For two-dimensional models where flexure is only about the section z-axis, you can be more economical by combining patches 3 and 4, and discretizing patches 1 and 2 only along the y-axis.

Section Integration

The second approach to rectangular HSS is to use the HSSSectionIntegration class. The input parameters are the depth, width, and wall thickness as well as the number of fibers along the depth and width (excluding the walls).

Note that the HSSSectionIntegration class assumes one fiber through the wall thickness. In addition, each corner of the section is represented by one fiber.

ops.uniaxialMaterial('Steel08',23,...)
ops.section('HSS',1,23,h,b,t,7,5,'-GJ',G*J)

The advantages of using the HSS section integration are: 1) you don’t have to mess around with error prone patch definitions and 2) you can compute DDM response sensitivity with respect to the section dimensions, in addition to material properties.

Consider a moment-curvature analysis about the strong axis of an HSS 6x4x1/4 steel section with F_y=46 ksi. Using four patches with 12×4 fibers in each patch (fairly refined) and the HSS section integration with N_fh=7 and N_fb=5 (fairly unrefined with one fiber through the wall thickness) gives identical results.

The DDM response sensitivity of the moment-curvature response is shown below for the material parameters, E and F_y. Both the generic patches definition of the fiber section and the canned HSS section integration are able to compute sensitivity with respect to material parameters.

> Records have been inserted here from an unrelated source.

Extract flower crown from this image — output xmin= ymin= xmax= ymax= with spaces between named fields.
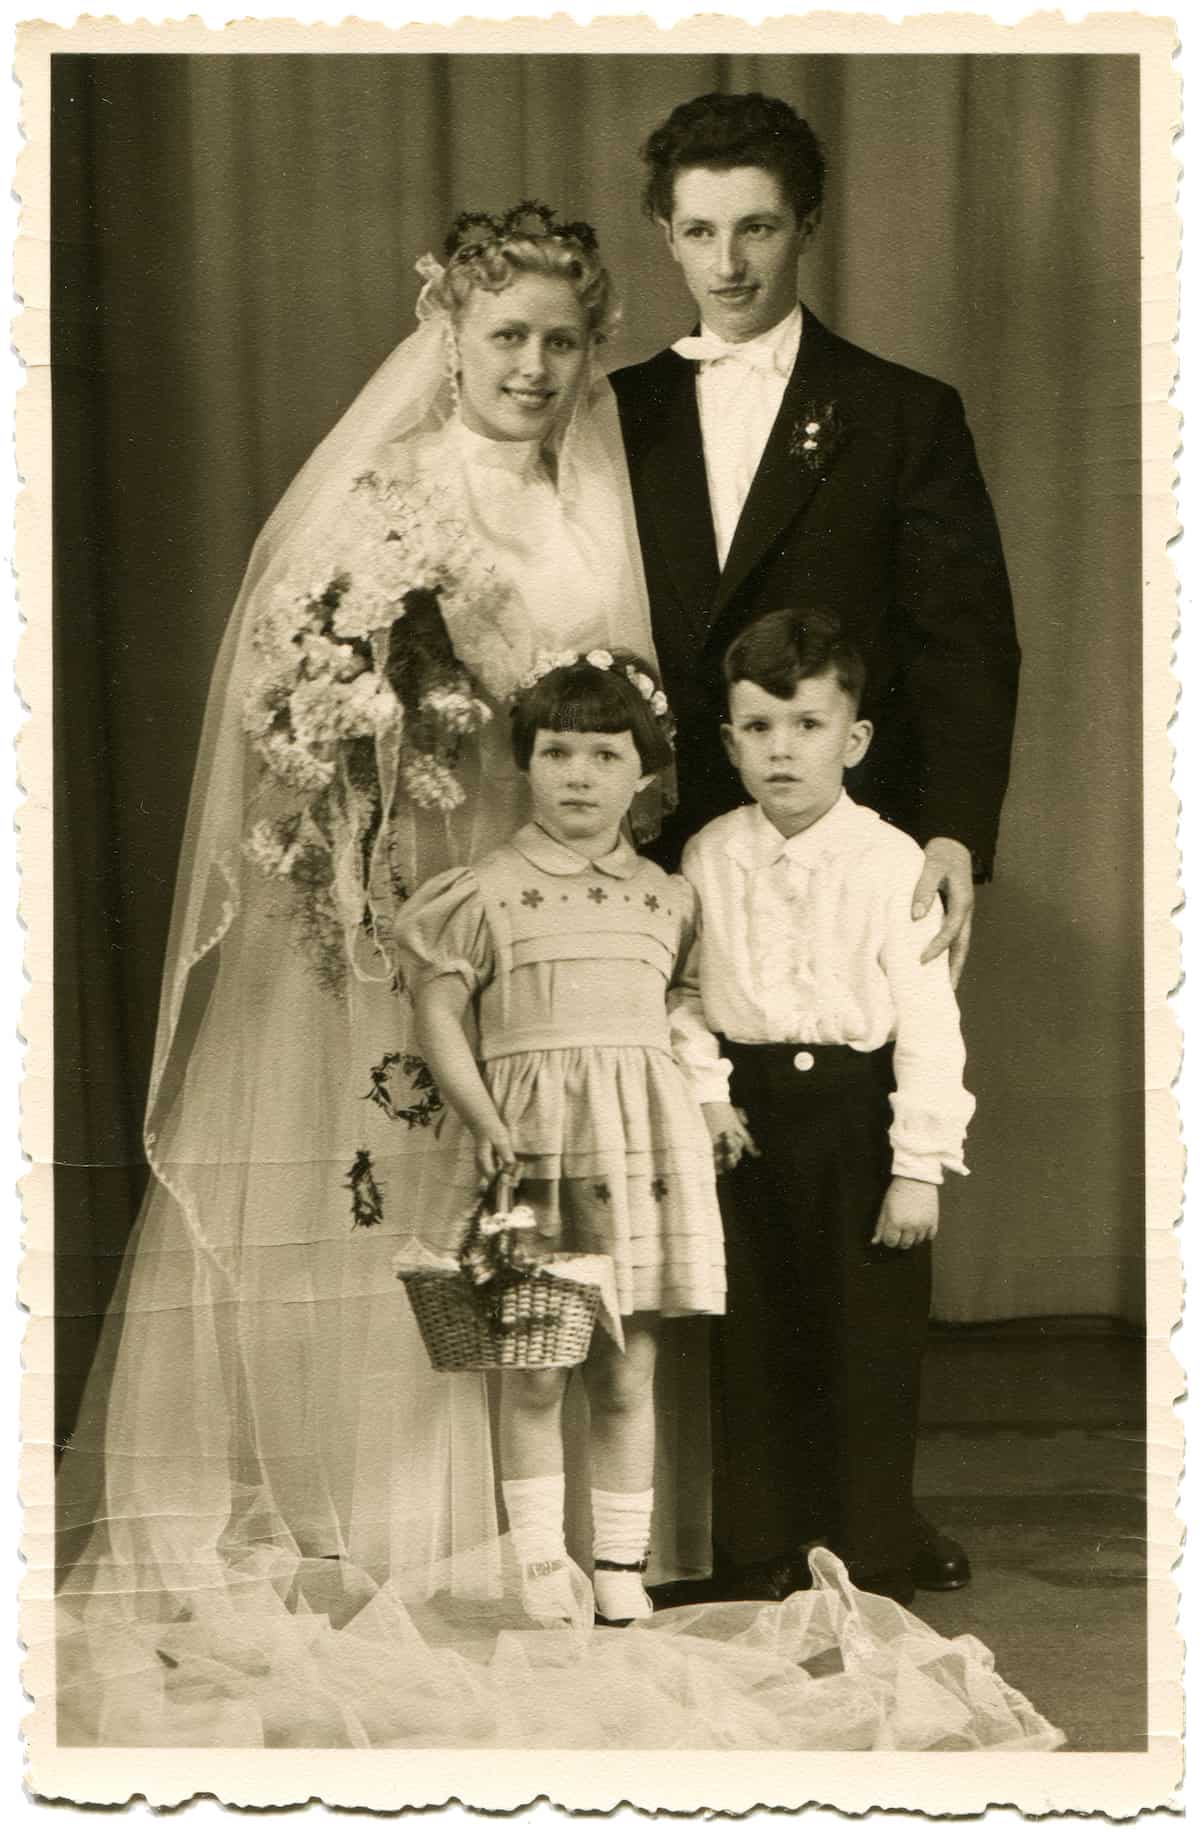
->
xmin=415 ymin=201 xmax=603 ymax=326
xmin=444 ymin=200 xmax=600 ymax=264
xmin=516 ymin=648 xmax=675 ymax=737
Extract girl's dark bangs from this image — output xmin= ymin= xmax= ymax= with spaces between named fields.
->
xmin=544 ymin=676 xmax=634 ymax=732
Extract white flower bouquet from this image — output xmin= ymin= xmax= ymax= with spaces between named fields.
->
xmin=241 ymin=470 xmax=516 ymax=990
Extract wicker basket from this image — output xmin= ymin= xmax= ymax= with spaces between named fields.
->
xmin=401 ymin=1265 xmax=601 ymax=1371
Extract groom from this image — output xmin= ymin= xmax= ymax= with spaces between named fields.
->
xmin=611 ymin=91 xmax=1018 ymax=985
xmin=611 ymin=92 xmax=1020 ymax=1602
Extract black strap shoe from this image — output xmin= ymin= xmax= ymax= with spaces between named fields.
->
xmin=593 ymin=1555 xmax=651 ymax=1627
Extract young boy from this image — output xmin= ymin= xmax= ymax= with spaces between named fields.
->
xmin=670 ymin=607 xmax=975 ymax=1605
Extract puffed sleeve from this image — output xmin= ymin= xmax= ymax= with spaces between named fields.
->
xmin=393 ymin=867 xmax=495 ymax=994
xmin=667 ymin=876 xmax=733 ymax=1106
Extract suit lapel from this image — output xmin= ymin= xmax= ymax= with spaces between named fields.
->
xmin=640 ymin=353 xmax=721 ymax=627
xmin=714 ymin=309 xmax=851 ymax=619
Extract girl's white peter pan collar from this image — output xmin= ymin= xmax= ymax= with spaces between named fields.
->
xmin=511 ymin=822 xmax=640 ymax=880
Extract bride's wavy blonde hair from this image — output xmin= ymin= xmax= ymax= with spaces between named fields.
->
xmin=423 ymin=201 xmax=618 ymax=343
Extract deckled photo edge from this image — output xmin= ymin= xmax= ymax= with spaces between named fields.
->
xmin=12 ymin=10 xmax=1184 ymax=1814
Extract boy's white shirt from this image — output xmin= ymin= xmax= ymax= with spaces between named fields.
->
xmin=668 ymin=791 xmax=976 ymax=1184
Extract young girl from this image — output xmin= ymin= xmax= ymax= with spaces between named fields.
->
xmin=395 ymin=650 xmax=727 ymax=1627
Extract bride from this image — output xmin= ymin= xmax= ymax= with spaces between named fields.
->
xmin=48 ymin=204 xmax=1060 ymax=1754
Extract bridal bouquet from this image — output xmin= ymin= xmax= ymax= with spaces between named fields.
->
xmin=241 ymin=470 xmax=520 ymax=990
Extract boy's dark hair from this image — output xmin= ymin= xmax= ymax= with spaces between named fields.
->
xmin=722 ymin=609 xmax=866 ymax=712
xmin=641 ymin=93 xmax=826 ymax=226
xmin=510 ymin=651 xmax=674 ymax=774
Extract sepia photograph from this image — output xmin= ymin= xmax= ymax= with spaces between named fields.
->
xmin=17 ymin=15 xmax=1180 ymax=1812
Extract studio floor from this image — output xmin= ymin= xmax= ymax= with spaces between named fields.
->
xmin=912 ymin=1320 xmax=1147 ymax=1752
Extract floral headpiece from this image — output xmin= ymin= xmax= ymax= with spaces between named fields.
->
xmin=445 ymin=200 xmax=599 ymax=263
xmin=414 ymin=201 xmax=602 ymax=325
xmin=516 ymin=648 xmax=675 ymax=739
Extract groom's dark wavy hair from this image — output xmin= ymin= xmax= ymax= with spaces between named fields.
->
xmin=641 ymin=93 xmax=826 ymax=225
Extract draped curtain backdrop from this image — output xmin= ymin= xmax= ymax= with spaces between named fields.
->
xmin=52 ymin=53 xmax=1143 ymax=1447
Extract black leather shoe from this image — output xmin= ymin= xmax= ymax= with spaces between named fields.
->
xmin=854 ymin=1566 xmax=917 ymax=1607
xmin=651 ymin=1551 xmax=810 ymax=1607
xmin=729 ymin=1555 xmax=804 ymax=1601
xmin=911 ymin=1520 xmax=971 ymax=1592
xmin=647 ymin=1575 xmax=723 ymax=1609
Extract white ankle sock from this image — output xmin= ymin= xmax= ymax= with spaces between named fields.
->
xmin=502 ymin=1473 xmax=573 ymax=1624
xmin=592 ymin=1486 xmax=654 ymax=1622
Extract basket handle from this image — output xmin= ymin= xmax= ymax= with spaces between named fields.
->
xmin=492 ymin=1167 xmax=522 ymax=1215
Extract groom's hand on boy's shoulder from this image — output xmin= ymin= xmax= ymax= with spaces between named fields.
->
xmin=702 ymin=1102 xmax=760 ymax=1174
xmin=912 ymin=837 xmax=975 ymax=988
xmin=872 ymin=1176 xmax=939 ymax=1251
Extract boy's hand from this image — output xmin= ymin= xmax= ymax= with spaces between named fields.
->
xmin=476 ymin=1124 xmax=518 ymax=1185
xmin=872 ymin=1176 xmax=939 ymax=1250
xmin=702 ymin=1102 xmax=760 ymax=1173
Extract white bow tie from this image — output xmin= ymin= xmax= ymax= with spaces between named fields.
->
xmin=672 ymin=332 xmax=793 ymax=378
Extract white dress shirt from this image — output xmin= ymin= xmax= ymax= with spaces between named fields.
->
xmin=672 ymin=306 xmax=803 ymax=569
xmin=669 ymin=793 xmax=975 ymax=1184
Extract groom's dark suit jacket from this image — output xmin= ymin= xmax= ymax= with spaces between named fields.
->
xmin=611 ymin=308 xmax=1020 ymax=871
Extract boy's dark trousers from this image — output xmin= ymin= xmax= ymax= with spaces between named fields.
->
xmin=712 ymin=1039 xmax=931 ymax=1582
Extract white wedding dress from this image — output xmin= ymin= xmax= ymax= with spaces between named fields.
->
xmin=39 ymin=317 xmax=1062 ymax=1757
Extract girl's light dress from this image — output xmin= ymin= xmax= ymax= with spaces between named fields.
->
xmin=396 ymin=820 xmax=726 ymax=1318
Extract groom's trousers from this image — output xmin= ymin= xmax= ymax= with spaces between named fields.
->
xmin=711 ymin=1039 xmax=931 ymax=1581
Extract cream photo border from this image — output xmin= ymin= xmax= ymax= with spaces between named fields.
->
xmin=12 ymin=10 xmax=1183 ymax=1815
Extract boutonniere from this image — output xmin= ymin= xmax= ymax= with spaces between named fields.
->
xmin=787 ymin=399 xmax=845 ymax=475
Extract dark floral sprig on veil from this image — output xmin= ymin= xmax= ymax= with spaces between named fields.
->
xmin=346 ymin=1149 xmax=386 ymax=1230
xmin=364 ymin=1051 xmax=446 ymax=1133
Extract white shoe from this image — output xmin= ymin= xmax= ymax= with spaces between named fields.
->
xmin=593 ymin=1562 xmax=653 ymax=1626
xmin=520 ymin=1557 xmax=578 ymax=1627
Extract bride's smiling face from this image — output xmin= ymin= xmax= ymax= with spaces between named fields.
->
xmin=454 ymin=273 xmax=589 ymax=444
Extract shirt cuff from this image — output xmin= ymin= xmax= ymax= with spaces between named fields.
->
xmin=888 ymin=1092 xmax=973 ymax=1185
xmin=684 ymin=1057 xmax=733 ymax=1107
xmin=891 ymin=1149 xmax=949 ymax=1186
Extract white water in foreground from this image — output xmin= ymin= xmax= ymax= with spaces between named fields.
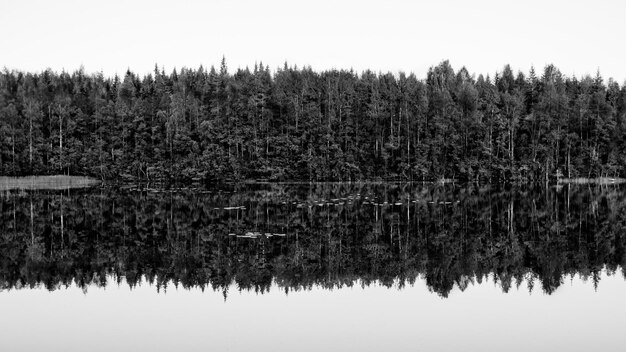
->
xmin=1 ymin=271 xmax=625 ymax=352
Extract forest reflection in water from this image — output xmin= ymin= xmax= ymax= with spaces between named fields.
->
xmin=1 ymin=182 xmax=625 ymax=297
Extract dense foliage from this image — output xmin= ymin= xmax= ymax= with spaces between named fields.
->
xmin=1 ymin=61 xmax=626 ymax=182
xmin=1 ymin=183 xmax=624 ymax=297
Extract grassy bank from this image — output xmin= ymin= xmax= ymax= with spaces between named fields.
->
xmin=0 ymin=176 xmax=100 ymax=191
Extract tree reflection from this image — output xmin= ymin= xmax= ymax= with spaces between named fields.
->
xmin=1 ymin=183 xmax=625 ymax=297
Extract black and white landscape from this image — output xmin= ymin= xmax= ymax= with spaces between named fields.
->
xmin=1 ymin=1 xmax=626 ymax=351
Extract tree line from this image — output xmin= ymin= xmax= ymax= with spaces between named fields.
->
xmin=1 ymin=183 xmax=623 ymax=297
xmin=1 ymin=60 xmax=626 ymax=182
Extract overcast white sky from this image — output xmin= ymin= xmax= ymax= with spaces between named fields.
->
xmin=1 ymin=0 xmax=624 ymax=81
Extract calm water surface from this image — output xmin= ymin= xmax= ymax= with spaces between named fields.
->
xmin=1 ymin=183 xmax=625 ymax=351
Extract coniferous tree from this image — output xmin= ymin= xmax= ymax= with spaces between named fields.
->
xmin=0 ymin=61 xmax=624 ymax=183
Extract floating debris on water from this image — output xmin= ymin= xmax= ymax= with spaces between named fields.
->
xmin=231 ymin=231 xmax=287 ymax=239
xmin=236 ymin=231 xmax=262 ymax=238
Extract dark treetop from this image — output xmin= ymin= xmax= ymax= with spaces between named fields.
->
xmin=1 ymin=61 xmax=626 ymax=182
xmin=1 ymin=183 xmax=624 ymax=298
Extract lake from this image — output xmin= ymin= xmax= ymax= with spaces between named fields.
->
xmin=1 ymin=182 xmax=625 ymax=351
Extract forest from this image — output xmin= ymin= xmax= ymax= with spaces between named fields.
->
xmin=1 ymin=183 xmax=624 ymax=297
xmin=1 ymin=60 xmax=626 ymax=182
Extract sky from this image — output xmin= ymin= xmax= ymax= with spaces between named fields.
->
xmin=1 ymin=0 xmax=624 ymax=82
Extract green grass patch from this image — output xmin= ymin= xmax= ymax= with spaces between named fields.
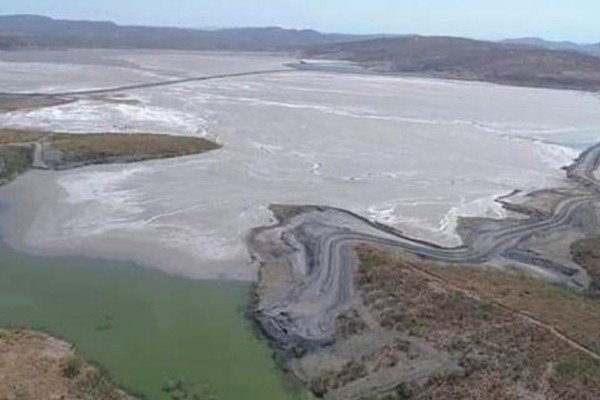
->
xmin=555 ymin=353 xmax=600 ymax=382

The sensitivity with respect to elastic modulus is initially high, then drops after first yield as the sensitivity with respect to yield strength takes over. Although the two approaches give the same moment-curvature response, there are visible differences in the post-yield response sensitivity due to differences in the fiber disretizations.

The canned HSS section integration is the only approach that can give DDM response sensitivity with respect to section dimensions, e.g., the depth and wall thickness shown below.

The influence of the section depth on the flexural strength is about twice as high as that for the material yield strength. In addition, the influence of the wall thickness is on par with that of the yield strength.